Ablations indicate hierarchy in RAG and the Reviewer Agent are both essential; removing either drops performance below 60%. Mesh generation and geometry ingestion (notably with Gmsh or external .msh) are now robust. Nonetheless, cases outside the scope of the indexed tutorial corpus or involving exotic physics remain more challenging.
6. Applications, Impact, and Limitations
Foam-Agent fundamentally lowers the “CFD expertise threshold” for OpenFOAM-based simulation workflows. Key usage scenarios include:
- Natural-language–driven simulation setup, mesh generation (OpenFOAM/blockMesh, snappyHexMesh, or Gmsh pipelines), boundary and initial condition assignment, solver launch, and post-processing visualization, all without manual dictionary editing.
- Automated error correction, substantially reducing non-deterministic solver failures and cryptic OpenFOAM error loops prevalent among novice and intermediate users.
- Seamless composability: Foam-Agent’s MCP architecture enables integration within larger agentic and design-of-experiments pipelines, as implemented in Claude-code and AutoGen orchestrators.

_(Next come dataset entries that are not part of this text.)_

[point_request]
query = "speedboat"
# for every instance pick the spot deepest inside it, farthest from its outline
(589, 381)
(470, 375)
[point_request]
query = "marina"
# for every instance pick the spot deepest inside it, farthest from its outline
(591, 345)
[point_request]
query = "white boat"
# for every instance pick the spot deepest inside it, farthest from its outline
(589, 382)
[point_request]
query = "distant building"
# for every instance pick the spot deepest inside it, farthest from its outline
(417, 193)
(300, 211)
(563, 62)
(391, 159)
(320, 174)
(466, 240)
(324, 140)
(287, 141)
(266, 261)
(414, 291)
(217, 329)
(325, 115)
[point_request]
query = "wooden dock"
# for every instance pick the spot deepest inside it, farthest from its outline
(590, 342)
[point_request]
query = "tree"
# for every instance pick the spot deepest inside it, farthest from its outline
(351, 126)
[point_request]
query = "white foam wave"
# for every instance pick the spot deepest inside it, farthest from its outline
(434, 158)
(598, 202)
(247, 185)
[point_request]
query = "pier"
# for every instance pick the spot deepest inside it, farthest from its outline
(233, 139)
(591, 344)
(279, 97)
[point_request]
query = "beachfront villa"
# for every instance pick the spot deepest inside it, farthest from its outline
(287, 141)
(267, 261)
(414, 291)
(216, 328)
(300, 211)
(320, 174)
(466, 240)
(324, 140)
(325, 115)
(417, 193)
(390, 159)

- HPC workflow automation: empirical results cover successful SLURM script generation and parallel job monitoring, though some site-specific submission syntax may still require minimal post-hoc adjustment.
Identified limitations:
- Coverage is limited by the breadth of indexed tutorials and explicit command documentation.
- Handling of nonstandard solver physics (e.g., EDC, non-Newtonian fluids) is dependent on retrieval corpus enrichment.

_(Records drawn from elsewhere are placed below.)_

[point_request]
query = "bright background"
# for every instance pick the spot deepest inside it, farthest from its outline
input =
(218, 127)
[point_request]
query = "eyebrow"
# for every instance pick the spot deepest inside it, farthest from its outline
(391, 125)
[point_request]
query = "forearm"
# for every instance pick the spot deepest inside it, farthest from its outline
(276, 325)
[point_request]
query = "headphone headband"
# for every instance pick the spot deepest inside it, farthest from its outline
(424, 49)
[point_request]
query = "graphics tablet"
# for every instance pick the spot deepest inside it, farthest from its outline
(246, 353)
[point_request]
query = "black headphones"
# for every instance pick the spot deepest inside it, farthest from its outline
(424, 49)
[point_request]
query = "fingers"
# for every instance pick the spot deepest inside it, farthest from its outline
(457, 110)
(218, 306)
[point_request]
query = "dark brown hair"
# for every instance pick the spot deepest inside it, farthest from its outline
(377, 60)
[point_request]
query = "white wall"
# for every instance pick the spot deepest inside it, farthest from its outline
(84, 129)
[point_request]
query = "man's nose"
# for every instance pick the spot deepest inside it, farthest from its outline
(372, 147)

- Mesh-quality diagnostics and AMR (adaptive mesh refinement) integration are open future directions.
- Reliance on the underlying LLM’s knowledge can lead to catastrophic error propagation if user prompts are underspecified or retrieval fails.
A plausible implication is that as domain-specific pretraining improves and indexed corpora expand, success rates for novel and multiphysics cases will further approach expert-level manual performance.
7. Variant Systems and Specializations
Several related frameworks targeting distinct OpenFOAM-based solvers illustrate variant strategies within the Foam-Agent paradigm:
- FoamPilot targets FireFOAM for fire dynamics and suppression scenario modeling, introducing three primary modules: code insight (RAG-powered source summarization), case configuration (prompt-driven dictionary edits), and job execution/analysis (local and HPC, including preliminary result plotting). FoamPilot is orchestrated via LangChain/LangGraph and achieves near-perfect task success for simple queries, with degraded reliability for multi-step or HPC tasks due to current LLM and orchestration constraints (Xu et al., 2024).
- Lightweight tool-using coding agents configured for OpenFOAM (as in (Xiao et al., 12 Feb 2026)) utilize tutorial-first retrieval and log-driven repair within a general-purpose agent loop, showing that even minimal configuration confers substantial performance gains if baseline infrastructure is robust.
- Early single-agent variants lack the automated Reviewer loop or composability of MCP-based Foam-Agent implementations, reflected in lower success rates and greater manual intervention requirements.
Each system highlights the transformative effect of LLM-centered agentic workflows on complex simulation science and illustrates ongoing progress in the field.
Foam-Agent is thus best understood as a robust, modular, and extensible multi-agent automation solution for OpenFOAM workflows, incorporating state-of-the-art LLM tooling, retrieval, dependency management, and error correction to democratize and accelerate high-fidelity CFD simulation (Yue et al., 8 May 2025, Yue et al., 17 Sep 2025, Xu et al., 2024, Xiao et al., 12 Feb 2026).